Okay, alright, fine, just fine, in the silence, in the self-imposed nothingness, in inhabiting this skull-sized universe and exploring all its corners, dissecting all that lies therein, traversing the deserts of my mind and learning to love the barrenness that often inhabits my heart, with wanting to get hurt so that I can be reminded that I am still alive, that I am still human and that I can still feel something, anything.

Okay, alright, fine, just fine, with being removed from everyone and far from everything, with edging towards a neurosis, rather, dipping and drowning in the neurosis, with being beset by the grand questions of the meaning of it all, the meaning of us all, whether any of it should make sense because it mostly does not.

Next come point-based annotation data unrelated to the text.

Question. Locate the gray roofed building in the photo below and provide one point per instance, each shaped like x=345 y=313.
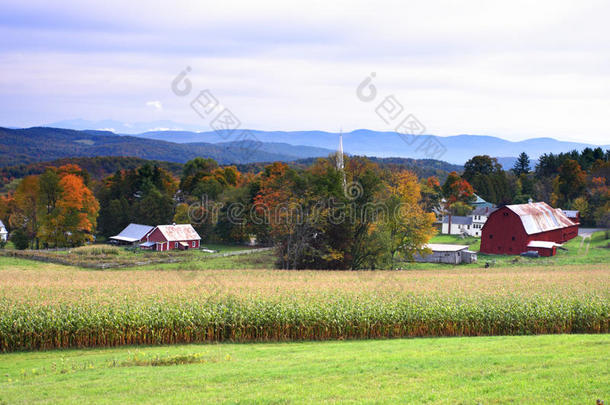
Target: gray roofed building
x=132 y=233
x=3 y=232
x=458 y=220
x=483 y=211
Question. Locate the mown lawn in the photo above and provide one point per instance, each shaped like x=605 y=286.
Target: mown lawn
x=558 y=369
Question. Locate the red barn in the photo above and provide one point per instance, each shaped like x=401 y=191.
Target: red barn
x=169 y=237
x=510 y=229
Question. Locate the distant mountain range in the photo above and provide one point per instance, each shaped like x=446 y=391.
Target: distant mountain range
x=258 y=146
x=40 y=144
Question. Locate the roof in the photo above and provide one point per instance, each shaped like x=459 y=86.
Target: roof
x=458 y=220
x=542 y=244
x=133 y=233
x=441 y=247
x=179 y=232
x=540 y=217
x=483 y=211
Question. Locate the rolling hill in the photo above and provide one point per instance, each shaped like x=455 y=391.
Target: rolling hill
x=39 y=144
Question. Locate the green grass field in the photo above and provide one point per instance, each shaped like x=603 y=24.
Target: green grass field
x=558 y=369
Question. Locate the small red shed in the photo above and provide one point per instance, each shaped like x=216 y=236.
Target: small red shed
x=169 y=237
x=543 y=248
x=511 y=228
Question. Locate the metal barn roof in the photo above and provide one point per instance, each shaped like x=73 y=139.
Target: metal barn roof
x=540 y=217
x=179 y=232
x=441 y=247
x=542 y=244
x=458 y=220
x=133 y=233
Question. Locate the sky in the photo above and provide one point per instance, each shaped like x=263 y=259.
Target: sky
x=513 y=69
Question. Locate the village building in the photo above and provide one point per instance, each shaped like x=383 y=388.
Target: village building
x=471 y=225
x=543 y=248
x=3 y=233
x=170 y=237
x=456 y=225
x=450 y=254
x=133 y=234
x=481 y=203
x=510 y=229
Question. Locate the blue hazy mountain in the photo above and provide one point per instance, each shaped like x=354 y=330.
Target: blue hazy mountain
x=457 y=149
x=454 y=149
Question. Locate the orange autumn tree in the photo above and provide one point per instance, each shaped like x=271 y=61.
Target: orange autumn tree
x=73 y=219
x=24 y=213
x=407 y=225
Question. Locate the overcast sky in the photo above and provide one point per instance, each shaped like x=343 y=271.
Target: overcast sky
x=511 y=69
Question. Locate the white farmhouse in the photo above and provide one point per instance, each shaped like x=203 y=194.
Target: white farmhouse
x=467 y=225
x=3 y=233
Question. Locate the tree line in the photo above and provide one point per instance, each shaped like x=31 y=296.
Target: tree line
x=322 y=215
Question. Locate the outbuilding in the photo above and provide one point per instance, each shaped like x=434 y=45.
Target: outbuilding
x=445 y=253
x=170 y=237
x=132 y=234
x=510 y=229
x=3 y=233
x=543 y=248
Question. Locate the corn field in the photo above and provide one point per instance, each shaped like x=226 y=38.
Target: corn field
x=46 y=306
x=26 y=327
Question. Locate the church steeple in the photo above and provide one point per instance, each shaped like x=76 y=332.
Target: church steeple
x=340 y=164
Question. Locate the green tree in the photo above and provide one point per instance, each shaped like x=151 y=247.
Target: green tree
x=570 y=184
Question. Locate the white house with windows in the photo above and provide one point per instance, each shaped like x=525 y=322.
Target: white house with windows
x=3 y=233
x=471 y=225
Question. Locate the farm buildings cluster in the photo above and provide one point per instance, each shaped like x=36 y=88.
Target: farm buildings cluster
x=160 y=237
x=534 y=229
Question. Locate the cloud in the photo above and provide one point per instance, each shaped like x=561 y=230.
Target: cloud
x=155 y=104
x=512 y=69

Okay, alright, fine, just fine, with not being alright, with feeling sad and lonely and alone and cold and broke and daft, with watching life zip past before I have even tied my shoe laces and dusted the cobwebs off my old self, with having unrelieved longings that are slowly eating me up alive, with not knowing what to do with the love I am given and ending up tarnishing it, with being told no with what is unsaid, with feeling pushed away by the same arms that once could never tire of our embrace.

Okay, alright, fine, just fine, with being a stereotype: the depressed and brooding writer, the cynical, impatient and righteous magnificent observer of the middling masses with their mundane middle-class problems of work and school and relationships and where the next gig will be, of “how we should rock Nax-Vegas this weekend” and how “I can’t find the wedding dress I’m looking for… LOL!”, with being at once envious and wishing for what they have but feeling inexplicably removed from their simple world.

Okay, alright, fine, just fine, with having a poor grasp of irony, with the all-too-late realization that I am that which I ridicule and scoff at, that I am part of that mundane middle class and wanting to strike out every word on every one of my pages, with the epiphanic discovery that I am full of contradictions and hypocrisies, that double-standards are often a way of life for me, that sometimes I do not do as I say nor say as I do and that I lie and cheat and that I am not always an upright person.

Okay, alright, fine, I am just fine.